I don't understand how this pertains to measuring off the ogive as opposed to measuring base to tip with solids.
Bore rider designs, as a rule, don't work with the ogive comparators that have been made for a given jacketed bullet size.
If you pin gauge the inside of a 6.5mm ogive comparator they typically fall between 0.2630-0.2635
If the front end of the bore rider is 0.256 and the pilot band is 0.260, you're not going to touch anything with a comparator until you're up on the full diameter area.
However, since the throat angle comes down from 0.264 groove size to 0.256 bore size then the bullet will actually touch the lands and work just fine.
But your comparator won't give you good readings.
Which is why I said that most comparators are going to be worthless and you should measure based on COAL. Since the bullets are machined anyway then the COAL is just as reliable as the comparator numbers.
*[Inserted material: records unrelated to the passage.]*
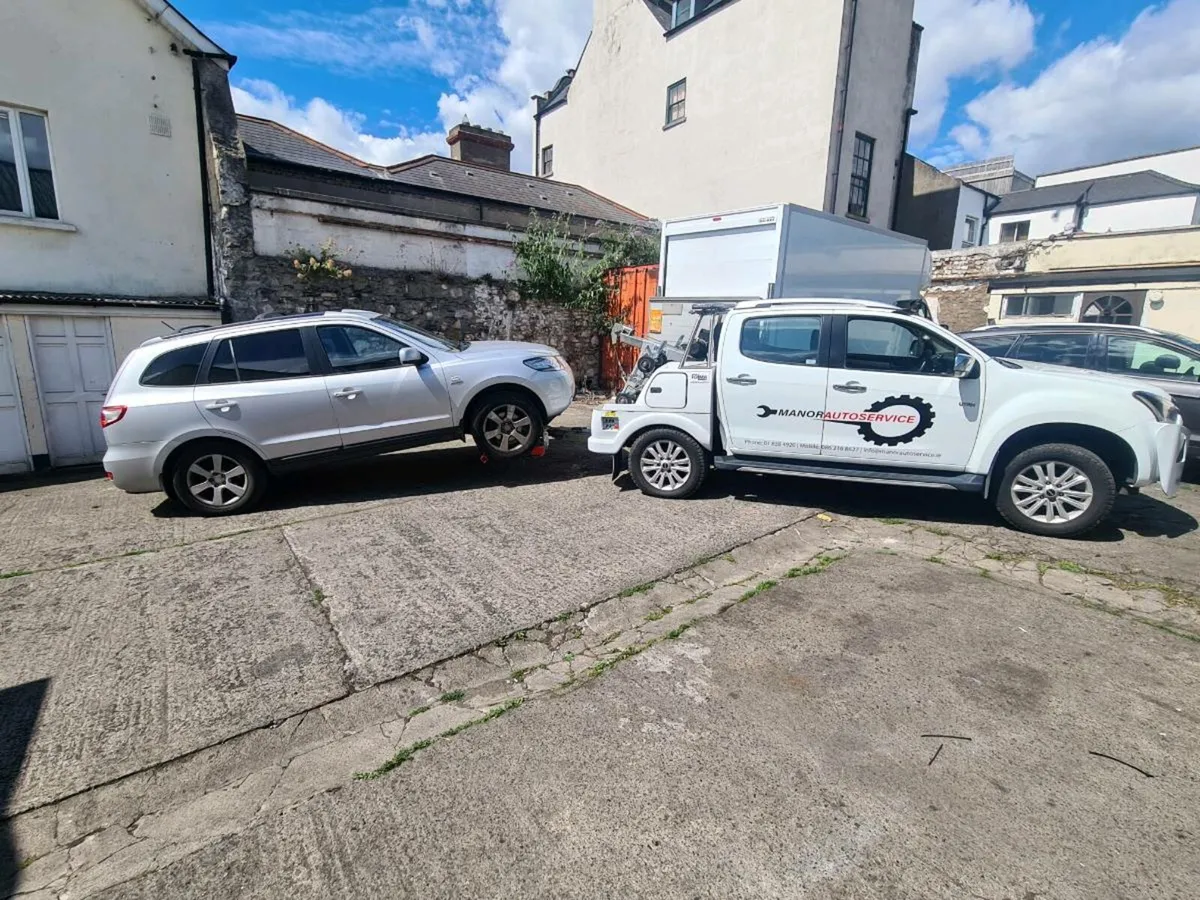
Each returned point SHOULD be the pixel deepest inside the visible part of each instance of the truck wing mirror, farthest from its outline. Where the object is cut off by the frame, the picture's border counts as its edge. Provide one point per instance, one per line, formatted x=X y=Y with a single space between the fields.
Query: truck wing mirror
x=966 y=366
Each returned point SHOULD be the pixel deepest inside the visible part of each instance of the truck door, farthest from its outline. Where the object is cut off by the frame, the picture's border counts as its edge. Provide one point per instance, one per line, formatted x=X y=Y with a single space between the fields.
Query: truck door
x=893 y=397
x=772 y=388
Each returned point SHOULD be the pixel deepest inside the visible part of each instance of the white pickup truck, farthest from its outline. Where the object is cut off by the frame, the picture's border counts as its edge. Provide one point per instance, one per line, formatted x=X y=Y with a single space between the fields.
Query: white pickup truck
x=863 y=391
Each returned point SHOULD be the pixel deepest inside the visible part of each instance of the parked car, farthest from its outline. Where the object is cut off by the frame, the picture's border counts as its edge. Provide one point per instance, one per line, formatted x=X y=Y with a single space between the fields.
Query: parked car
x=1163 y=359
x=869 y=393
x=208 y=415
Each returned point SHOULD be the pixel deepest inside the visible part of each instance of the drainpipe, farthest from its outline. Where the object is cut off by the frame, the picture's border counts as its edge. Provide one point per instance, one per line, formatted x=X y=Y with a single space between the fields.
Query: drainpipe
x=205 y=199
x=840 y=111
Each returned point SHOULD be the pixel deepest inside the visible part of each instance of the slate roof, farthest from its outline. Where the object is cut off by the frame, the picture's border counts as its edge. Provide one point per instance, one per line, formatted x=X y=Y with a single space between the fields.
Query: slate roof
x=1115 y=189
x=87 y=299
x=265 y=139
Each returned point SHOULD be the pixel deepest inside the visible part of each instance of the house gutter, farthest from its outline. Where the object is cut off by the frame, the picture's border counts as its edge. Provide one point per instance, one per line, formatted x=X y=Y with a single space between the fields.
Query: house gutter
x=840 y=111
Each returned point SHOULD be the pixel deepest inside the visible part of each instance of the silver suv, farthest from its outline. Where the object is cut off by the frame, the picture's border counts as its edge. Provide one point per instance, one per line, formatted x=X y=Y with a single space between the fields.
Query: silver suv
x=207 y=415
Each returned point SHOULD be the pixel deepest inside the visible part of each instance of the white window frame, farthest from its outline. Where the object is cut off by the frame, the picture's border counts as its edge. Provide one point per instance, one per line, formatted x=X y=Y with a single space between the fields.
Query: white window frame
x=677 y=18
x=972 y=238
x=18 y=147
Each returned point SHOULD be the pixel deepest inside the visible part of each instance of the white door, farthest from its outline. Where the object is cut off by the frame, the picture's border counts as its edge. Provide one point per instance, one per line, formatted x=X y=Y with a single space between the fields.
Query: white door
x=773 y=385
x=73 y=360
x=375 y=397
x=894 y=401
x=13 y=451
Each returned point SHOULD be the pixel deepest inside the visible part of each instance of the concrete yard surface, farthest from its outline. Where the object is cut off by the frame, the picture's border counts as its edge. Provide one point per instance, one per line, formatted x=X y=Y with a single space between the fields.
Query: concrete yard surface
x=783 y=749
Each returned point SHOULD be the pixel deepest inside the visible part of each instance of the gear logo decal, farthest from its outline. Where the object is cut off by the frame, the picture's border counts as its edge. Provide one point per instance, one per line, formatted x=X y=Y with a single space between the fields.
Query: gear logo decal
x=873 y=423
x=924 y=417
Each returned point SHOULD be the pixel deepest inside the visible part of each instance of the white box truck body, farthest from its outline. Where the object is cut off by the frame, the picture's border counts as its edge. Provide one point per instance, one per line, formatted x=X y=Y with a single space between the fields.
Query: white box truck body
x=781 y=251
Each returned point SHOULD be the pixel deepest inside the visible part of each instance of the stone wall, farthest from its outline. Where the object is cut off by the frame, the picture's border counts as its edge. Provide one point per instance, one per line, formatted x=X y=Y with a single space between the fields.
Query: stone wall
x=473 y=310
x=960 y=281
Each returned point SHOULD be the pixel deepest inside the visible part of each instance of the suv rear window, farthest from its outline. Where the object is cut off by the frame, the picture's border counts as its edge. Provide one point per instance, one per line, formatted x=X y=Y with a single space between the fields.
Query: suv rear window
x=264 y=357
x=174 y=369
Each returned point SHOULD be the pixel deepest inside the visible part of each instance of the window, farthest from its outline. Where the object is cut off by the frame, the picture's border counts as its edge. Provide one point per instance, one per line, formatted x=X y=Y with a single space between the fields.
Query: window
x=785 y=340
x=1012 y=232
x=1056 y=349
x=359 y=349
x=972 y=232
x=1111 y=310
x=174 y=369
x=993 y=345
x=27 y=179
x=1139 y=357
x=1038 y=305
x=861 y=175
x=677 y=102
x=887 y=346
x=259 y=358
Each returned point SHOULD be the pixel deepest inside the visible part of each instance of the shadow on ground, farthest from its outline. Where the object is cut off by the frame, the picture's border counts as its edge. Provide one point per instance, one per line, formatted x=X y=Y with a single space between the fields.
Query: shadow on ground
x=19 y=708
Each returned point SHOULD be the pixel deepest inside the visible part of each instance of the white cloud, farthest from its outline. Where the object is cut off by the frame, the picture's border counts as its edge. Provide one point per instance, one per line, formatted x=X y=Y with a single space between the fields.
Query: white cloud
x=340 y=129
x=1104 y=100
x=972 y=39
x=495 y=54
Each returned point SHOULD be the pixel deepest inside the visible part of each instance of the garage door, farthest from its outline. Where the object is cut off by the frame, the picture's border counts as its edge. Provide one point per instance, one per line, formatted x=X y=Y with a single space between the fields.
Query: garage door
x=13 y=453
x=73 y=359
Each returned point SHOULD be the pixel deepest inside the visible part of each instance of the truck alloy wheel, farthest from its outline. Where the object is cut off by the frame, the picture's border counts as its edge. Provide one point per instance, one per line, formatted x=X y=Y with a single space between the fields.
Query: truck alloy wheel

And, I can state with full confidence from having made about 500k of them so far:
The bullet OAL on our stuff falls within 1/2 thousandth (normally it's +/-0.0003), which is tighter than calipers can consistently and repeatedly measure.
If for some reason you must measure with a comparator then you're going to need to drop down to the next smaller size. For example, measuring 6.5mm bullets that fit in a 0.256 bore you will need to go to at least a 25 caliber, if not a 6mm, comparator.
If you go to the smaller size you'll get something that rides on the ogive. It will give you a reliable, consistent measurement.
You don't NEED a comparator that measures just in front of the bearing surface on a jacketed bullet either. You need something that measures consistently on a reference surface that's reliable, which is why jacketed bullets use ogive comparators instead of base to tip. The tips aren't consistent and you get variation.
You can get reliable loading information with a 6mm comparator on a 6.5mm bullet for machined or swaged type, you just won't be able to tell the guys on facebook your comparator measurement without them scratching their head. It's going to be too long.
On that note, when people offer BTO measurements without any qualification of the comparator size I usually just shake my head knowing that comparators from different brands are different sizes and even from the same brand they vary enough that matching numbers still isn't going to guarantee much more than +/- 0.010" consistency between the two sets of loaded ammo.